A string of Sydney suburbs have dominated a list of the best places in which to invest in property, but it was two south-east Queensland neighbourhoods that took out the top spots.
The Brisbane suburb of Woolloongabba and the Gold Coast’s Burleigh Heads were named as the top two places in which to invest in residential property, in new research commissioned by Me Bank. They outranked a raft of NSW suburbs that made the list and took out nine of the top 20 spots.
Five Dock and Rozelle, both in Sydney’s inner west, and North Melbourne were also among the top five picks, based on analysis conducted by Ethos Urban, a planning and urban economics consultancy.
1. Woolloongabba, QLD | 11. Yanchep, WA |
2. Burleigh Heads, QLD | 12. Waterloo, NSW |
3. Five Dock, NSW | 13. Coffs Harbour, NSW |
4. North Melbourne, VIC | 14. North Sydney, NSW |
5. Rozelle, NSW | 15. Pyrmont, NSW |
6. Ellenbrook, WA | 16. Claremont, WA |
7. Parramatta, NSW | 17. Mermaid Beach, QLD |
8. Crows Nest, NSW | 18. Miami, QLD |
9. Preston, VIC | 19. Concord, NSW |
10. South Melbourne, VIC | 20. Fairfield, QLD |
New transport infrastructure and lifestyle appeal measurables – such as the availability of cafes – were the key criteria used to determine the best investment prospects, accounting for half of a suburb’s ranking. Factors like population growth, median house prices, average rental prices and yields were also among a range of criteria used.
Chris McNeill, an urban economist and director of Ethos Urban, said there were strong links between property values and proximity to train and light rail stations, with demand likely to rise in areas set to benefit from new or upgraded transport infrastructure, which could also bring potential urban renewal.
Woolloongabba, for example, was already serviced by two train stations, but the new Cross City Rail Project would provide a new line running directly under the suburb, increasing connectivity and changing the way people use the area, Mr McNeill said. As would the Gold Coast Light Rail, which would provide greater connectivity to Coolangatta and Surfers Paradise for Burleigh Heads, as well as Mermaid Beach (ranked 17th) and Miami (18th).
In Sydney, suburbs set to benefit from new metro lines took out eight spots, with Five Dock and Rozelle followed by Parramatta (7th), Crows Nest (10th) and Waterloo (12th). Coffs Harbour on the NSW north coast also made the cut, in 13th place.
“Five Dock, Rozelle, Parramatta, Pyrmont (15th) and Concord (19th) will significantly benefit from the high-speed, high-frequency metro line connecting them to the Sydney CBD,” Mr McNeill said. “This adds to their appeal for investors following recent growth in rental prices, median house prices and change in white-collar workers.”
The Melbourne suburbs of Preston (9th) and South Melbourne (10th), as well as Ellenbrook (6th), Yanchep (11th) and Claremont (16th) in Perth, also ranked among the top 20.

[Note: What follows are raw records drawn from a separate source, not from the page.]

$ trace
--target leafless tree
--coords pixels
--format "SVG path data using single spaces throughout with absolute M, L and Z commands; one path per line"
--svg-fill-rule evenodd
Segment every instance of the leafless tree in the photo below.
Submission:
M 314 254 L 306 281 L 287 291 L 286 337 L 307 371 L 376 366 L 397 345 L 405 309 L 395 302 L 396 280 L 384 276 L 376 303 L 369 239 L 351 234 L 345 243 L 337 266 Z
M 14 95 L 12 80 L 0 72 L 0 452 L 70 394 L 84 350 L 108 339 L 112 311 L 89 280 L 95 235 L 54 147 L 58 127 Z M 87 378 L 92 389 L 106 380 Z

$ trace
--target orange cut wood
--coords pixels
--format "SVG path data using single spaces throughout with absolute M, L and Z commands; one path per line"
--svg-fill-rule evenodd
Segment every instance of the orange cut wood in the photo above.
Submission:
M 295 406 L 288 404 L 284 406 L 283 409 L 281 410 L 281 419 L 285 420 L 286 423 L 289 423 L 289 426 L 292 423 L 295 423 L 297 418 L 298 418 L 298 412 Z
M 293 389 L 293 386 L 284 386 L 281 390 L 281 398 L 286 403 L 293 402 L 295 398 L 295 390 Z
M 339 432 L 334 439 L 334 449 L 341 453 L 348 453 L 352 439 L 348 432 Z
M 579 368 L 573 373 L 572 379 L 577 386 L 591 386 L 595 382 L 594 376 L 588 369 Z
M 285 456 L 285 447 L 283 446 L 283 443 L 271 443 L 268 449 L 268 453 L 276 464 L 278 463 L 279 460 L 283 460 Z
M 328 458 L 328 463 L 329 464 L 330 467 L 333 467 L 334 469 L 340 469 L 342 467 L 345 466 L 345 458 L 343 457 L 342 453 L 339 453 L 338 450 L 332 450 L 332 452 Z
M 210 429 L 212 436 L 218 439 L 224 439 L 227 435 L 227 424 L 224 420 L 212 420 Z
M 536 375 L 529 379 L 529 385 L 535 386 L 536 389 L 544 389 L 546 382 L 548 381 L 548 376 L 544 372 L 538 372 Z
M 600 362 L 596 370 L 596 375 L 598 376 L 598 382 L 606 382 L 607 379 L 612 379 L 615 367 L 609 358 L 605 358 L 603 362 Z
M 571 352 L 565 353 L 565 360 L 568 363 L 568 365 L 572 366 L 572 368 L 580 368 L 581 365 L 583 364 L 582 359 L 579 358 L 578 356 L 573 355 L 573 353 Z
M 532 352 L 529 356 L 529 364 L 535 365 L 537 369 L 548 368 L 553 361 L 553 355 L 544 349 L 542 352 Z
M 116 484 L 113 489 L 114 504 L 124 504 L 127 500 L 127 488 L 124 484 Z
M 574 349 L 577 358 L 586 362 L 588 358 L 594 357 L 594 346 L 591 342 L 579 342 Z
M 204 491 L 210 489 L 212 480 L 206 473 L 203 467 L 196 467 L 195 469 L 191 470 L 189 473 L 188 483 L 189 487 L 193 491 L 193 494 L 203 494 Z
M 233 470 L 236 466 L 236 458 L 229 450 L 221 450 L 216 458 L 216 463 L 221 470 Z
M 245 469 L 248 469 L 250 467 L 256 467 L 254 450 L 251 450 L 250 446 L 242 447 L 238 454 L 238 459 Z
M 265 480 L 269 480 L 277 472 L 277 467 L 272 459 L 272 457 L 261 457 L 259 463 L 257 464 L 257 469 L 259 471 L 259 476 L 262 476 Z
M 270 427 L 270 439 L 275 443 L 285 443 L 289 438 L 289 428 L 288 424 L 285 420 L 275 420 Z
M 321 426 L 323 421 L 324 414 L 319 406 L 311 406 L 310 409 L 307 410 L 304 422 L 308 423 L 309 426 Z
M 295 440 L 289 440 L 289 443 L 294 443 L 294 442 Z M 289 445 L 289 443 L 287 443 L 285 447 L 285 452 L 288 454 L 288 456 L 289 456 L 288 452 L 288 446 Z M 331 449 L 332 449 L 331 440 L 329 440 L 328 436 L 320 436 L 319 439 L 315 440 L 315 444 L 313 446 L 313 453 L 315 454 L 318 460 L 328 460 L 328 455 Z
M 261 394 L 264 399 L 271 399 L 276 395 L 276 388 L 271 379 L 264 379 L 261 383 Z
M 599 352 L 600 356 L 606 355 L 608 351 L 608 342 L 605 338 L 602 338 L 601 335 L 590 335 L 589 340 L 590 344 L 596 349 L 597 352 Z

There were no entries in the ACT, South Australia, Tasmania or the Northern Territory. This did not mean they were lacking in favourable investment options, Mr McNeill said, but refected that the most impactful transport projects were currently being undertaken across the other states,
“There are major rail infrastructure projects underway in Sydney, Melbourne, Brisbane and Perth, and for that reason, those cities tend to dominate the list,” he said.
Already many of the suburbs do not come cheap. In Five Dock – one of eight suburbs where houses are the primary dwelling – the median house price sits at about $1.98 million. This would likely limit the suburb to a select group of investors, Mr McNeill said, but it was still worth considering for those with the money to speculate on further growth.
Apartments were the main dwelling type across 11 of the suburbs, while townhouses were the primary dwelling in just one suburb, Rozelle.
Levels of housing supply were not taken into consideration, Mr McNeil noted, but he said buying an apartment that was – or would soon be – served by new transport infrastructure was worth serious consideration, even in areas of higher supply.
Some of the top picks, such as Parramatta, Waterloo and Crows Nest in Sydney, had seen apartment prices fall or record minimal growth over the past year. While the apartment market has been softer in parts of the city – with more tenants and buyers seeking larger homes during the pandemic and lockdowns – Mr McNeill said he expected demand to pick up, particularly as immigration returned, and felt there was strong potential in the long term.
“I think the way the population moves in a post-COVID environment over the next few years will be very interesting to see but I don’t think we’re going to see a vast drift away from big-city growth … though it really remains to be seen to see how strong some of this structural realignment is.”